According to Bright, “It later emerged that Mexico was also targeted because of its influence with Chile and other countries in Latin America, though it was not mentioned in the memo. But the operation went far wider – in fact, only Britain was specifically named as a country to be exempt from the ‘surge’.”
Verifying the document as genuine proved the most difficult task and Blairite journalists embedded in the Observer newsroom continued to whisper in the editor’s ear about conspiracy theories, Russian forgeries and even a double bluff scenario by GCHQ spy chiefs to flush out traitors.
In the end, Vulliamy simply telephoned the NSA’s Maryland HQ and asked to speak to the author of the email. Within seconds he was put through to Frank Koza’s office and the man himself answered the phone. Although he refused to comment on the story, the call proved that Koza did indeed exist and was not some invention of the Kremlin’s spooks.
The story was published on 2 March 2003 but it became clear that the US president was going to go to war come what may and that he wasn’t going to rely on UN support. Thanks to Chilcot, we now know that Blair had already given his unconditional support to Bush in September 2002.

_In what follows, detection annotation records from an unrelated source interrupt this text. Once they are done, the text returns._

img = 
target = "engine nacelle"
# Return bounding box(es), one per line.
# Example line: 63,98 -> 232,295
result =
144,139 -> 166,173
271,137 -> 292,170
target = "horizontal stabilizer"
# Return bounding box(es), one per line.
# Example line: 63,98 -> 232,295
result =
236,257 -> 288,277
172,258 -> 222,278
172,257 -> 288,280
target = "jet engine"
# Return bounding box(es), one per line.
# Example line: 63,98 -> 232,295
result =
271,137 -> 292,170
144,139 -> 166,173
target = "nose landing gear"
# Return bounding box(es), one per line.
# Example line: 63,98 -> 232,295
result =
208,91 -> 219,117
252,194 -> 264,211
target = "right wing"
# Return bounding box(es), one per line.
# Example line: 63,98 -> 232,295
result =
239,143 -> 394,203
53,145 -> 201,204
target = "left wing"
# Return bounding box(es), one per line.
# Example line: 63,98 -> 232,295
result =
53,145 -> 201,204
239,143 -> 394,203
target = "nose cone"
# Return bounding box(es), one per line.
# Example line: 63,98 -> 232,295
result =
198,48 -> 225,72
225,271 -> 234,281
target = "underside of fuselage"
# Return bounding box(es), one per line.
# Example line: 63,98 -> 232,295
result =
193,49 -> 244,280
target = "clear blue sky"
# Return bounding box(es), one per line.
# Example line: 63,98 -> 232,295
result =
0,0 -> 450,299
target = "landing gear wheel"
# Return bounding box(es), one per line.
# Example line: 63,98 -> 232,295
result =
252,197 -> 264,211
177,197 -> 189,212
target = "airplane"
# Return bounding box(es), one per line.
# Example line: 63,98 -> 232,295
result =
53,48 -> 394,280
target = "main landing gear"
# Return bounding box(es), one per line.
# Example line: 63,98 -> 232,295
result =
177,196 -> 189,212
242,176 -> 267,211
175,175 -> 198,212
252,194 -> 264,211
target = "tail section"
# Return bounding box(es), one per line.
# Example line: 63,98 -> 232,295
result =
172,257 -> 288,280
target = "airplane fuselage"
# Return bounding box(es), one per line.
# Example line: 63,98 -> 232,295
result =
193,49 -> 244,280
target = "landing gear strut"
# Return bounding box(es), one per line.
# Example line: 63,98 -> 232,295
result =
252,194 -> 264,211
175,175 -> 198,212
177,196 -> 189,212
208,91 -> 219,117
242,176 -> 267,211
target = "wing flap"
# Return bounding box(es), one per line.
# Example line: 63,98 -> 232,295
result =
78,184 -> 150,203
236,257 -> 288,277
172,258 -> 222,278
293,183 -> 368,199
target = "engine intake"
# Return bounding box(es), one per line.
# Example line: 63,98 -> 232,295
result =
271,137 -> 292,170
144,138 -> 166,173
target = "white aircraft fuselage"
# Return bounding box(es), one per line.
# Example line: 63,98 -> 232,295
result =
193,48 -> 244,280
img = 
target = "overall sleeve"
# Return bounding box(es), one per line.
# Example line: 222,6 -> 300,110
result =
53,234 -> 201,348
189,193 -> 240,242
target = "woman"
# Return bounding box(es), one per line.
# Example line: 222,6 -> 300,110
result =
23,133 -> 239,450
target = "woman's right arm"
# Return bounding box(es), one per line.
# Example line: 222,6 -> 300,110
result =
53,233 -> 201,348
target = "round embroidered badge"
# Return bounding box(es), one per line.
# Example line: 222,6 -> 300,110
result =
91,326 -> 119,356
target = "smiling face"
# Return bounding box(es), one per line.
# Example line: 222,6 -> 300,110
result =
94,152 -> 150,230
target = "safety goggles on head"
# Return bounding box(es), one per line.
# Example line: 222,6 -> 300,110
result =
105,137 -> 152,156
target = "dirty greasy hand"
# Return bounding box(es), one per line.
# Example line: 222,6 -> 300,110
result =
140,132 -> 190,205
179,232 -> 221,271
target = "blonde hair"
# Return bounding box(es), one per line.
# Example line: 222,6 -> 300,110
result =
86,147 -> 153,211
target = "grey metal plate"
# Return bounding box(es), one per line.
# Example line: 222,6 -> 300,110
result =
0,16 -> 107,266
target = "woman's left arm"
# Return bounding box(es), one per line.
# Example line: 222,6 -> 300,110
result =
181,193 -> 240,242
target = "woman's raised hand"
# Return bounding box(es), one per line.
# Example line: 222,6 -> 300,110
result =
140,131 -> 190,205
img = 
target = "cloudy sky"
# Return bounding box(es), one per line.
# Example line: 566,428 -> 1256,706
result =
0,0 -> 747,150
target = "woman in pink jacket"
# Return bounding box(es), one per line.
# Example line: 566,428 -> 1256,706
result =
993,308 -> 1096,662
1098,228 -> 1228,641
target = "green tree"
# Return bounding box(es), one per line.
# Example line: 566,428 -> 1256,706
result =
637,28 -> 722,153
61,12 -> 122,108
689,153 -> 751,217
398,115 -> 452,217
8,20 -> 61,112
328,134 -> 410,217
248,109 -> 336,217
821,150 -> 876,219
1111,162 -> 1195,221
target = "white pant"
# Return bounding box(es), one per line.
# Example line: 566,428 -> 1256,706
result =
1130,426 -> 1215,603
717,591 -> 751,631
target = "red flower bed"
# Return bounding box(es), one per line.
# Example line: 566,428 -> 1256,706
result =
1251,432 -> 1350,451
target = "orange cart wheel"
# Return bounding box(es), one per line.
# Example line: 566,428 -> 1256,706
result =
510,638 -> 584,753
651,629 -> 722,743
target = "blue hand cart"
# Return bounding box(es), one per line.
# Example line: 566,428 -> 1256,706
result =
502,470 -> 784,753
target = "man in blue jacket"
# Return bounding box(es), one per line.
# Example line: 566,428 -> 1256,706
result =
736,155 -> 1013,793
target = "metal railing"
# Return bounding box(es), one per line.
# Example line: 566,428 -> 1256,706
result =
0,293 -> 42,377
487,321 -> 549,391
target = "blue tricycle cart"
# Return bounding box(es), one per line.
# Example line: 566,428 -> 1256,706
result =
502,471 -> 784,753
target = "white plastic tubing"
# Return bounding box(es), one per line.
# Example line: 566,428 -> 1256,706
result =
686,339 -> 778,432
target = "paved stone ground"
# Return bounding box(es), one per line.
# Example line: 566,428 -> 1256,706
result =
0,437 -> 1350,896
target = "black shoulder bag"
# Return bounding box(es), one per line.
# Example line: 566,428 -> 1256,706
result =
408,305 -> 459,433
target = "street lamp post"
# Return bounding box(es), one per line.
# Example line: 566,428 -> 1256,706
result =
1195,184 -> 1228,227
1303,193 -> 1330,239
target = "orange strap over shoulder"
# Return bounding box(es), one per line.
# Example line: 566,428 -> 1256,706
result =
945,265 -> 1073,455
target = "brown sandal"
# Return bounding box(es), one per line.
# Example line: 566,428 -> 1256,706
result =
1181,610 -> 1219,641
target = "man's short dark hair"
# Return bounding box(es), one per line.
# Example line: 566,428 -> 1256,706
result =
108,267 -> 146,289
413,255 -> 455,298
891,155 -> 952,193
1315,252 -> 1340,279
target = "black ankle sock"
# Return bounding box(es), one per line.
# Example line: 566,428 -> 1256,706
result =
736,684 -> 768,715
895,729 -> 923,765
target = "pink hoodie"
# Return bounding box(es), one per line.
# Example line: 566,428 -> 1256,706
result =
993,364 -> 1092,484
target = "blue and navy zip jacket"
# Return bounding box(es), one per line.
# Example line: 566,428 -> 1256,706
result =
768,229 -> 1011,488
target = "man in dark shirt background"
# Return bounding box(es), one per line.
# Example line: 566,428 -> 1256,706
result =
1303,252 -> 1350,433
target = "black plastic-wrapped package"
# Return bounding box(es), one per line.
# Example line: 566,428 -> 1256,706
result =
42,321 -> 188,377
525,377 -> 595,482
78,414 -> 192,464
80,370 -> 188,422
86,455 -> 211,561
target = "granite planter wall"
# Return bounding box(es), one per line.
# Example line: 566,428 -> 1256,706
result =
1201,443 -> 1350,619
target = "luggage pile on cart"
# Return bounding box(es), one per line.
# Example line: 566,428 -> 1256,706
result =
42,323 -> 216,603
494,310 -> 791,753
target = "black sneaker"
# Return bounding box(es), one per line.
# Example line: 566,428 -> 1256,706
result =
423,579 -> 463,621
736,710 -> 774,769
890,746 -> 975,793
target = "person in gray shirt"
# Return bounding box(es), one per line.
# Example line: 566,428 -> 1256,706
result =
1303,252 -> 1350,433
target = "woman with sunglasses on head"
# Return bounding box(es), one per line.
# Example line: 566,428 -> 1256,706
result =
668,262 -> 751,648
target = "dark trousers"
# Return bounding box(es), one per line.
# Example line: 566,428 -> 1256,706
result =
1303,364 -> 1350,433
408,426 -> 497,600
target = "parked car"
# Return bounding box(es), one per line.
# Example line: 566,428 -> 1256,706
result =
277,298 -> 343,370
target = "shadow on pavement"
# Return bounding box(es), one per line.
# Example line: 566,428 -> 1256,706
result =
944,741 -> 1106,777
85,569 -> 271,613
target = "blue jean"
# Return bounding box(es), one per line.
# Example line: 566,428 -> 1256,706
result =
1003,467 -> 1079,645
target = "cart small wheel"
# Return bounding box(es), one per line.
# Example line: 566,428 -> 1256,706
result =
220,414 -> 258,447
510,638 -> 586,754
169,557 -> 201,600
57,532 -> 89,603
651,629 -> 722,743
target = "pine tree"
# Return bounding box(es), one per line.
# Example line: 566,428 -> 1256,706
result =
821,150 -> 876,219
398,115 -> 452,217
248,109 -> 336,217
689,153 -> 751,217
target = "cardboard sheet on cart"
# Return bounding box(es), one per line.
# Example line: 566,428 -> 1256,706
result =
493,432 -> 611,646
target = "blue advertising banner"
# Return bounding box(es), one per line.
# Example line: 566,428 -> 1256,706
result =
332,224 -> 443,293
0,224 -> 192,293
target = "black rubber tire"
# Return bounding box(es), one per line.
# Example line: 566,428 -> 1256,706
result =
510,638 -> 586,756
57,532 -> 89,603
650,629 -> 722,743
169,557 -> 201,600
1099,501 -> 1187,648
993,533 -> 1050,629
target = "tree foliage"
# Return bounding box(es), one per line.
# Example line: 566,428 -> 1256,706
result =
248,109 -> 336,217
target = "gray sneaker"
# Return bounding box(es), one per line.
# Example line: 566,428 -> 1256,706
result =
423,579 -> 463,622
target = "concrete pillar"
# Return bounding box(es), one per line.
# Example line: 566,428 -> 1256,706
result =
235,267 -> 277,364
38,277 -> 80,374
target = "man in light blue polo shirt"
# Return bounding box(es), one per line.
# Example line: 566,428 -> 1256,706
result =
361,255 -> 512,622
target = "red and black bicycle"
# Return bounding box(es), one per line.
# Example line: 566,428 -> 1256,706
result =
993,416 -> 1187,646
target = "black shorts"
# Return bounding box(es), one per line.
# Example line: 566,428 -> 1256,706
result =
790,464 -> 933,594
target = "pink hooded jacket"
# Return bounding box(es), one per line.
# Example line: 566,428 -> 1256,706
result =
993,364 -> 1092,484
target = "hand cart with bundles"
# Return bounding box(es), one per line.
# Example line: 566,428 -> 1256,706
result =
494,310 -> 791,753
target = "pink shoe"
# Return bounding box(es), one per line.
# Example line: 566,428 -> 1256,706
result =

Gun and “Isobel” were arrested for alleged offences under the Official Secrets Act, but the attorney general at the time, Lord Goldsmith, dropped the case at the 11th hour on 26 February 2004. Had the case gone ahead, it would have been both sensational and embarrassing for the US and Britain. Today I wonder if that is why Chilcot chose to ignore the story, which has been recounted in part by Bright. The shenanigans of what went on inside the Observer newsroom were provided in more detail by award-winning journalist Nick Davies. He decided to break Fleet Street’s unwritten rule by investigating his own colleagues, in order to expose how the mainstream media subverts the truth.
In his book “Flat Earth News”, Davies gave us a scathing critique of the media; not just some of it, but all of it. Davies’ most damaging dirt is reserved for Kamal Ahmed, the man who – with no prior experience – was appointed as political editor of the Observer after Patrick Wintour moved to the Guardian. The more obviously qualified Andy McSmith was overlooked by the new editor, Roger Alton, whose sympathies were generally right-wing. According to Davies, both Alton and Ahmed were open to endless manipulation by Downing Street, which resulted in uncritical stories about the “findings” of the now notorious “dodgy dossier”.
There were other blatant lies published about Saddam’s alleged connections to Al-Qaida and his arsenal of WMD. Journalists like myself who supported the anti-war movement and individuals like Blix and US republican Scott Ritter were demonised and ridiculed for holding to a narrative which differed from that of the pro-war lobby.
The British and American media ware manipulated by people inside newsrooms who were under the influence of the Bush and Blair camps, manipulation the like of which we can see continuing today in the attacks against anti-war Labour Party leader Jeremy Corbyn. The pro-war lobby appears to be infecting all walks of life, including the media and government.
I don’t know if Chilcot was persuaded to ignore the story of the GCHQ leak or if he simply over-looked it, but as whistle-blower Kathryn Gun writes here, it was a missed opportunity. If nothing else, this is a cautionary tale which serves as a warning about the kind of desperate measures that the US and British governments are prepared to take to get their own way, especially on matters relating to the Middle East. If that means blackmailing, eavesdropping and intercepting the private communications of UN Security Council members, there are those in Washington and London ready, willing and able to do it.